Logged in members of JadedLovers.com will remain logged in when viewing this blog, but must still enter info required on the blog in order to leave a comment on the blog.
Creepy comes in so many different forms, which almost makes me wonder if that’s part of the problem. Boys don’t understand what creepy is and thus can’t find their way around to avoiding it. Naive notion? Quite possibly, but I’m sticking to it, for now. Because after all boys, you know I’m your biggest advocate. And I wouldn’t be pointing out the downfalls of being creepy and helping you to avoid it if I didn’t want you to succeed.
Being creepy comes in different shapes and forms, however, the actual cause of creepiness or the root of the creepy behavior is deliciously simple.
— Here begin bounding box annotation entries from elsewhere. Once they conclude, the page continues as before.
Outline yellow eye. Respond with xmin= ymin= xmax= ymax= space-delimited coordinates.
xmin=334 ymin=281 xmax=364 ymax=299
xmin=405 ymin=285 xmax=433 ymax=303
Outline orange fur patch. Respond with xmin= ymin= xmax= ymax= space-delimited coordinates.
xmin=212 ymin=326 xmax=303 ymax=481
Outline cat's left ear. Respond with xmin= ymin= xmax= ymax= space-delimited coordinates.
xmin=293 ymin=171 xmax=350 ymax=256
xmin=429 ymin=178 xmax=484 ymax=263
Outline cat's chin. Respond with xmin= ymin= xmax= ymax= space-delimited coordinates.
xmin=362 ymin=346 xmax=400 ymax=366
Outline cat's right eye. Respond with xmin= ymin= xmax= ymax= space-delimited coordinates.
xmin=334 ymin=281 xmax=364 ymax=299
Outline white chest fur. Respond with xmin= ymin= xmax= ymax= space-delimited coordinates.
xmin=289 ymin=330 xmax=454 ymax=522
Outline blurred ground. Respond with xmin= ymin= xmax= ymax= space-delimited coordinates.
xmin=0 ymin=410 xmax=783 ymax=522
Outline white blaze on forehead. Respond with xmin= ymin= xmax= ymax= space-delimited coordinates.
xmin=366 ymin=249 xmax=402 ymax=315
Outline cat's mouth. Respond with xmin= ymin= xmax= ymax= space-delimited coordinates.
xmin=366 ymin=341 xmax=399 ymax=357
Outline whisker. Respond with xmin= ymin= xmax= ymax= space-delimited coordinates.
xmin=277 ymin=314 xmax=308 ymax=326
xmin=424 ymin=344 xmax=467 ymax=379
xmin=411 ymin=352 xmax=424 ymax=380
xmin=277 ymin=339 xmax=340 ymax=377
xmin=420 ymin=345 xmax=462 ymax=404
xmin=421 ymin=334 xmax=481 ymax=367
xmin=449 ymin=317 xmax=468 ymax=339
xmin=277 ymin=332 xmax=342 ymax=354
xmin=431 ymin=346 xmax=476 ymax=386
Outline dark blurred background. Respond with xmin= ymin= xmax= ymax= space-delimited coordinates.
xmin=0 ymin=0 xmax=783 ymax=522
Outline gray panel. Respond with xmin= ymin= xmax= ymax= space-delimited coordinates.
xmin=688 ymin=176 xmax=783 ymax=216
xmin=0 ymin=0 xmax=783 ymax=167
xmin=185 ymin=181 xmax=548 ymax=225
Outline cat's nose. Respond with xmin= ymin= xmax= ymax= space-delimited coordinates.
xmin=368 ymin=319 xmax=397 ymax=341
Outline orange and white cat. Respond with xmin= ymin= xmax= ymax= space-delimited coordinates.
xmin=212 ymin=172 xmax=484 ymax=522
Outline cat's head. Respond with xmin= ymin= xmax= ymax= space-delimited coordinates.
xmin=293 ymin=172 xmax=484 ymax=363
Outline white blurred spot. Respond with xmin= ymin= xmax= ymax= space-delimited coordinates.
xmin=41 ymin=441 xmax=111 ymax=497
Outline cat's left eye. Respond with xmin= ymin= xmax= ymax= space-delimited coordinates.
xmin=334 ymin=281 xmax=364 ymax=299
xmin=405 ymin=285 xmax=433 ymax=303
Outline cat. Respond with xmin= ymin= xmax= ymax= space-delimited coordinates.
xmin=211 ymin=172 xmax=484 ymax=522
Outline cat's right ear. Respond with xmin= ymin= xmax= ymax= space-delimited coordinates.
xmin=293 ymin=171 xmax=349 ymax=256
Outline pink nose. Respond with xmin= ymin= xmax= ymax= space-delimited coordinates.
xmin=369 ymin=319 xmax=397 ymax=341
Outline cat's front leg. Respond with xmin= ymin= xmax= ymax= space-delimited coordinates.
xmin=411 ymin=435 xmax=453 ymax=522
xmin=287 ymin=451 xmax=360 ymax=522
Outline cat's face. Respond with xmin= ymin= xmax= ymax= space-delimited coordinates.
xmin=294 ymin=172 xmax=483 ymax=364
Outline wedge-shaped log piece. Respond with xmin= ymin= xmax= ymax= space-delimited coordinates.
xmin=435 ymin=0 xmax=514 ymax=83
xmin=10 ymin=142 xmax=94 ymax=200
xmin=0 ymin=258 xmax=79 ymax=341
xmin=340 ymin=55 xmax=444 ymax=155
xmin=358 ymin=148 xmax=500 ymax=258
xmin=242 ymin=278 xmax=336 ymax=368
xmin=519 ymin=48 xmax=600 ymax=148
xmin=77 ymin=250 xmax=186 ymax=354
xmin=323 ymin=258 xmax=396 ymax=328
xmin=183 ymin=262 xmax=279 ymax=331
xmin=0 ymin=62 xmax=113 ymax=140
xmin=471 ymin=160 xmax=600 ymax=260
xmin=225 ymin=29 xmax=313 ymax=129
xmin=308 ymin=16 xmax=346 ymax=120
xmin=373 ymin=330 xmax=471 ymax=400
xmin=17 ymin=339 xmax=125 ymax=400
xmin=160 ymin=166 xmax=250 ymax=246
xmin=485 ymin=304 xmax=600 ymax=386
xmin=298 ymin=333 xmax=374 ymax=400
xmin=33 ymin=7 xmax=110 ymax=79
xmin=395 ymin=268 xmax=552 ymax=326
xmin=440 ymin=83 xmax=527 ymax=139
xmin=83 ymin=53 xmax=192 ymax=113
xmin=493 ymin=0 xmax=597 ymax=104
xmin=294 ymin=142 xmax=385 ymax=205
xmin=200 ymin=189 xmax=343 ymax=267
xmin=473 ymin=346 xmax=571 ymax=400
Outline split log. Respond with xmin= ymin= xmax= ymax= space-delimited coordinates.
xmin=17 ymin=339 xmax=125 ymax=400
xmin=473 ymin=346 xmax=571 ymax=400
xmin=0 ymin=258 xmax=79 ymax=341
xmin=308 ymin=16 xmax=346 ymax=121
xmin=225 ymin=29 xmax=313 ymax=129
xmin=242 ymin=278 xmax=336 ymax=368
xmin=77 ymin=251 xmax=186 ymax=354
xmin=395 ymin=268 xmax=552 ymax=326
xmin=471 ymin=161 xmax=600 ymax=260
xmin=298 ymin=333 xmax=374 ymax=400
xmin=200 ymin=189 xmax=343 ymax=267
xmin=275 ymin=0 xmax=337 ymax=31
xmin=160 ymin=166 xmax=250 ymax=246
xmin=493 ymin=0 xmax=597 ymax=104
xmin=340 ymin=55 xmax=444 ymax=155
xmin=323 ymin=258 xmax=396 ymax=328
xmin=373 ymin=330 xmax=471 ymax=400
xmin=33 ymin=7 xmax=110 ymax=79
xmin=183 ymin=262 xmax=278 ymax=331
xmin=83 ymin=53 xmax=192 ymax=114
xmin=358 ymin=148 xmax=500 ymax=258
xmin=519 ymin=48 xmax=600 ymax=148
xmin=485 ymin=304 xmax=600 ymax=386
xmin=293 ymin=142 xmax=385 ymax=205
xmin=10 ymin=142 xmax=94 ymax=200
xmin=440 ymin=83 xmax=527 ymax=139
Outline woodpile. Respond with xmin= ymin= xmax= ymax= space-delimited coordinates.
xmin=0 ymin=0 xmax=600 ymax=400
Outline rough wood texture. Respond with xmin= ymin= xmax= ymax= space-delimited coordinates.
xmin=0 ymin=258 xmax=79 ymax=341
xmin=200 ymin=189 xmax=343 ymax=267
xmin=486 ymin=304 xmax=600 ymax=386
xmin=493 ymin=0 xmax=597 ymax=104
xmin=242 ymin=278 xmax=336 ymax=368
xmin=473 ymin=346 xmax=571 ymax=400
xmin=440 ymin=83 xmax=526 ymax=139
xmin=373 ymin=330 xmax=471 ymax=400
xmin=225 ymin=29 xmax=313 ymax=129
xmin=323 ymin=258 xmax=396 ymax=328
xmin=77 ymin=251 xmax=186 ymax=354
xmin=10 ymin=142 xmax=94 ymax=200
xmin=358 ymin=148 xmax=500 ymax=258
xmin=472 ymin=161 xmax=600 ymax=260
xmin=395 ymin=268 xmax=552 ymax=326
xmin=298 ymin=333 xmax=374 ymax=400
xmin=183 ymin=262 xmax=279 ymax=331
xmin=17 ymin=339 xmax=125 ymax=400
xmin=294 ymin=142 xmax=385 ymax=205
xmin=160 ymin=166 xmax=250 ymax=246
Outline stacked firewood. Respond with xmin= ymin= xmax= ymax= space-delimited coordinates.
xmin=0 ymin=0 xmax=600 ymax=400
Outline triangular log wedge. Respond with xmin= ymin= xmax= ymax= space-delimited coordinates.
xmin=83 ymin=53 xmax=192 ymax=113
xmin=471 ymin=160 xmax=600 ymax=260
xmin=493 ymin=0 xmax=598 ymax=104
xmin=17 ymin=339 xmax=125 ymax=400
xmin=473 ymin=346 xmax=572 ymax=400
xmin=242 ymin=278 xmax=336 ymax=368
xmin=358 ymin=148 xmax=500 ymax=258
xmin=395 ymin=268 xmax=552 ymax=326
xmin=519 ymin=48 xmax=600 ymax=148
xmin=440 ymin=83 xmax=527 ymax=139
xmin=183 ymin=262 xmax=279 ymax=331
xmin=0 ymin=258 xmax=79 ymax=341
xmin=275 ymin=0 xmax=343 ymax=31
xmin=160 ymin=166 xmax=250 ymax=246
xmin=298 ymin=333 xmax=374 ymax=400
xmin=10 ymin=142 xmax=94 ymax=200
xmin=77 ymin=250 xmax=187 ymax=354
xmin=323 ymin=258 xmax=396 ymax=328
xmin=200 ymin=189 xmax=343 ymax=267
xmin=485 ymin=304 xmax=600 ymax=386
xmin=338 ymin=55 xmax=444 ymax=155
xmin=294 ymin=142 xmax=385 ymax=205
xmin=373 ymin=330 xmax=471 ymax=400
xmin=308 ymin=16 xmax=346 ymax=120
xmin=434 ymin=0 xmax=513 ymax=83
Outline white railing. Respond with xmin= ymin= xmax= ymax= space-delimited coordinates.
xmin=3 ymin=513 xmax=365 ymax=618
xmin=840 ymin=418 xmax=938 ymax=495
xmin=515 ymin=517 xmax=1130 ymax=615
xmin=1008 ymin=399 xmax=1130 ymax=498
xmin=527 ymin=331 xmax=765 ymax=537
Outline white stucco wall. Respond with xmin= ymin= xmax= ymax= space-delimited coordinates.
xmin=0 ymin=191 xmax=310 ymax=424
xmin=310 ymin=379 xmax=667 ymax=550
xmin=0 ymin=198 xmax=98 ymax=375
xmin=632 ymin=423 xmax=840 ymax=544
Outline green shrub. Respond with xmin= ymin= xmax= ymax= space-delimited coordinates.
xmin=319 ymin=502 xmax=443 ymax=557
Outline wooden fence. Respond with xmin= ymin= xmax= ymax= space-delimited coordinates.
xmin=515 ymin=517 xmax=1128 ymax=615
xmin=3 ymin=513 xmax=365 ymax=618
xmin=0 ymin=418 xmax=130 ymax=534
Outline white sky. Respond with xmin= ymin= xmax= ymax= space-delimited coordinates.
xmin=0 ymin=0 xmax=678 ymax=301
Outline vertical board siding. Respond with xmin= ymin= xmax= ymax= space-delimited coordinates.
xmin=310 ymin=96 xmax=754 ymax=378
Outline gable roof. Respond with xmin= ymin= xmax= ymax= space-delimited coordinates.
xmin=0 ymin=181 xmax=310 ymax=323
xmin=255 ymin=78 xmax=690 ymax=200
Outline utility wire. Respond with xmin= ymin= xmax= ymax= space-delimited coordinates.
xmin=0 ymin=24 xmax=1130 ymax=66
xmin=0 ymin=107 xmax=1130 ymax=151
Wanna know what makes guys creepy? It’s all because of one thing. Obliviousness. Simple, I know, right?!?! But that’s all it is. Serious. Every creepy action stems from an overt obliviousness. Where the variety lies is in obliviousness in relation to what.
1. Obliviousness to Social Protocol. Social Protocol is the implicit inherent rule system that allows society to function. People are able to hold jobs because Social Protocol dictates that they never tell their boss what colossal fucking waste of space they think he or she is. Social Protocol is what allows for people to function in public, addressing secretaries with courtesy, wait-staff with dignity and heeding the guidance of an usher in a movie theatre. And finally Social Protocol is what keeps normal (successful) men from speaking their mind about all the dirty shit they want to do to you, a complete stranger, whom they’ve just seen in a coffee shop.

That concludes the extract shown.